Bove AA. Am. J. Respir. Crit. Care Med. 2014; 189(12): 1479-1486.


Temple University School of Medicine, Cardiology, 3401 N. Broad St, Philadelphia, Pennsylvania, United States, 19140, 215-707-9259, 215-707-3946 ;


(Copyright © 2014, American Thoracic Society)






Exposure to the undersea environment has unique effects on normal physiology and can result in unique disorders that require an understanding of the effects of pressure and inert gas supersaturation on organ function, and knowledge of the appropriate therapies that can include recompression in a hyperbaric chamber. Effects of Boyle's law result in changes in volume of gas containing spaces when exposed to the increased pressure underwater. These effects can cause middle ear and sinus injury, and lung barotrauma due to lung overexpansion during ascent from depth.
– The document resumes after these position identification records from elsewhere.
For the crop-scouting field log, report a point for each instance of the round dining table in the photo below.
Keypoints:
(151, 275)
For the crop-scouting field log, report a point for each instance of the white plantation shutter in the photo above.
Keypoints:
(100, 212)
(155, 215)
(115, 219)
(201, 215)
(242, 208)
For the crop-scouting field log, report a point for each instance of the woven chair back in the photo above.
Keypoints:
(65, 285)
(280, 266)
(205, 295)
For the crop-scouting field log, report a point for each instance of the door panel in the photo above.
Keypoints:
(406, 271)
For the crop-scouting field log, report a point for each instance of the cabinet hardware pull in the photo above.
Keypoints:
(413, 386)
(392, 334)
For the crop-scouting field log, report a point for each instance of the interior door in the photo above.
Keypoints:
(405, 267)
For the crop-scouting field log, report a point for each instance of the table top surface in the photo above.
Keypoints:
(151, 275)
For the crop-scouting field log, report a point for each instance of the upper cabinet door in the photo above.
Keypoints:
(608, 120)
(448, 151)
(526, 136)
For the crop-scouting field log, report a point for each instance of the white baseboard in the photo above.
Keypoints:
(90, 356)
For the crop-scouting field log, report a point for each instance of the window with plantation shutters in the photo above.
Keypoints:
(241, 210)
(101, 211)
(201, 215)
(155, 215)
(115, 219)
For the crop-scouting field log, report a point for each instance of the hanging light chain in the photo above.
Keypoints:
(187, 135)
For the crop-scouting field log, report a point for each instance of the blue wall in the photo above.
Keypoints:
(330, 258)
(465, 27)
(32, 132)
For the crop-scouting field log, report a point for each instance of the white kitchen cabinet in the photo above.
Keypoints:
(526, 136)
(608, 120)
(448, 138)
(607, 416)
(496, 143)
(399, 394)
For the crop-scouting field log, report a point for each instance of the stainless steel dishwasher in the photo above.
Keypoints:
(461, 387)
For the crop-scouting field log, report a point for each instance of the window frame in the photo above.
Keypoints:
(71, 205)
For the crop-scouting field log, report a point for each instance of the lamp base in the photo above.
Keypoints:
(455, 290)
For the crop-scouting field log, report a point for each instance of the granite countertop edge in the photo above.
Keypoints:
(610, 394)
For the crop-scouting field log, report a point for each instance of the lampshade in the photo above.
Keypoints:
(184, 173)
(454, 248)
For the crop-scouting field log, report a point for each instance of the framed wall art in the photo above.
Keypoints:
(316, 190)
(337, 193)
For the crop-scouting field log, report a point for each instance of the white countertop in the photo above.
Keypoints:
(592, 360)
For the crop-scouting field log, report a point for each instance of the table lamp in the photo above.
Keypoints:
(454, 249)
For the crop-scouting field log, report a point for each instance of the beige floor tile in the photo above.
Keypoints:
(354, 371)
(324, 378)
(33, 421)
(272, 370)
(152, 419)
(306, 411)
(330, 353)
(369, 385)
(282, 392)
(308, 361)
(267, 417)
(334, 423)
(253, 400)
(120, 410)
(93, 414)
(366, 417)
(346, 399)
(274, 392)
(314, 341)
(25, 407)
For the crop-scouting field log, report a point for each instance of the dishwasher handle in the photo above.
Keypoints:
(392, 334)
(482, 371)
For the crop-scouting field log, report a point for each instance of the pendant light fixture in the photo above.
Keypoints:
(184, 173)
Disorders related to diving have unique presentations, and understanding of the high pressure environment is needed to properly diagnose and manage these disorders. Breathing compressed air underwater results in increased dissolved intert gas in tissues and organs. On ascent following a diving exposure, the dissolved gas can achieve a supersaturated state, and form gas bubbles in blood and tissues with resulting tissue and organ damage. Decompression Sickness can involve the musculoskeletal system, skin, inner ear, brain and spnal cord with characteristic signs and symptoms. Usual therapy is recompression in a hyperbraic chamber following well established protocols. Many recreational diving candidates seek medical clearance for diving and knowledge of the environemtalal exposure and its effects on physiologic function is needed to properly assess individuals for fitness to dive. This review provides a basis for understanding the diving environment and its accompanying disorders as well as a basis for assessment of fitness for diving.